The Korea Customs Service said speculators from China and other countries have been buying bitcoin at a discount in their countries of origin, and then selling the virtual currency at a "kimchi premium" in Korea, South Korean television network JTBC reported Wednesday.
A total of 10 groups were found to be engaging in the trade. Their transactions amounted to 1.4 billion Korean won, or about $1.26 billion, the report said.
The South Korean agency also disclosed the illegal activities were used to the purchase Korean apartments using money earned from bitcoin arbitrage, Business Korea reported Wednesday.
The 10 groups purchased 39 apartments worth $59.7 million. A total of 61 foreign nationals affiliated with the groups had purchased the apartments using their cryptocurrency profits, the report said.
The transfer of money from the cryptocurrency market to other markets is illegal in Korea, according to the customs service.
Among the 61 defendants, 44 people violated Seoul's Foreign Exchange Transactions Act by not reporting transaction details to local authorities, the agency said, according to Business Korea.
The South Korea provided a breakdown of the group, which included 34 Chinese passport holders, 19 U.S. citizens and two Australians.

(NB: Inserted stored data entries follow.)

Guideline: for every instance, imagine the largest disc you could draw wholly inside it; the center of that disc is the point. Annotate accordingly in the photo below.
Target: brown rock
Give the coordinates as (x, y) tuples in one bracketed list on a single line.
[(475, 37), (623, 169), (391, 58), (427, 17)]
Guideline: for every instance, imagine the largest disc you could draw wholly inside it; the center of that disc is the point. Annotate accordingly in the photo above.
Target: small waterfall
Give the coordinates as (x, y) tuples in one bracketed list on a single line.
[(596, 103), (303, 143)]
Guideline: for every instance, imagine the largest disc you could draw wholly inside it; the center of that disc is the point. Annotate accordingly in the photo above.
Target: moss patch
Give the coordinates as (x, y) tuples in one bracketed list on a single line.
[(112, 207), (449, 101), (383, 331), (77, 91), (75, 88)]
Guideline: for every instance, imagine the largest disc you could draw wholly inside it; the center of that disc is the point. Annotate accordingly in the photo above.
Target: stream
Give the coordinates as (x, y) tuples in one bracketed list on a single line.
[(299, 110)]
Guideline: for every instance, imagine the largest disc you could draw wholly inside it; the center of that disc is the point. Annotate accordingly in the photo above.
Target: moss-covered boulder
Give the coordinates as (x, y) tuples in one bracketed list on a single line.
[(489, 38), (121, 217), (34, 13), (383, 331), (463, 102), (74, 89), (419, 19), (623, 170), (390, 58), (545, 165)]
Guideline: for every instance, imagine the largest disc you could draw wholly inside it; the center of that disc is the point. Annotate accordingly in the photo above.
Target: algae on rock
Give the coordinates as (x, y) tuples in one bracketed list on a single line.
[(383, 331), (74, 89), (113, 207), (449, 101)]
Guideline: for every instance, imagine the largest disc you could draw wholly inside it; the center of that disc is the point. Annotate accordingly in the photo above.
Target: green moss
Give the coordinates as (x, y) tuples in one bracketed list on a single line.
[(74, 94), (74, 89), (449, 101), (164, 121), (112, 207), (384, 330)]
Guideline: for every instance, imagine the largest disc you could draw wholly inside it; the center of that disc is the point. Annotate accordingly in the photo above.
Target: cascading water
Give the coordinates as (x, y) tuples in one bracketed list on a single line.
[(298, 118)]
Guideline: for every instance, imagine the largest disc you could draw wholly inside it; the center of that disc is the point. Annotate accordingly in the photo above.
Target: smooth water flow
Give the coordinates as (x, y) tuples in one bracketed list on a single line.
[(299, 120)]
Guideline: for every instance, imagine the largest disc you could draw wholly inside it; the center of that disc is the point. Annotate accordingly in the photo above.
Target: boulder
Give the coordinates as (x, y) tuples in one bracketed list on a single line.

Gongpil Choi, a director at the Korea Institute of Finance, told JTBC the South Korean virtual currency market has become a "playground" for Chinese speculators with deep pockets.
"You could say that Korean exchanges almost act as cash dispensers," Choi said.
Kimchi premium is the gap in virtual currency prices between South Korean exchanges and other exchanges worldwide. The premium appears when currencies trade higher in Korea than in other markets.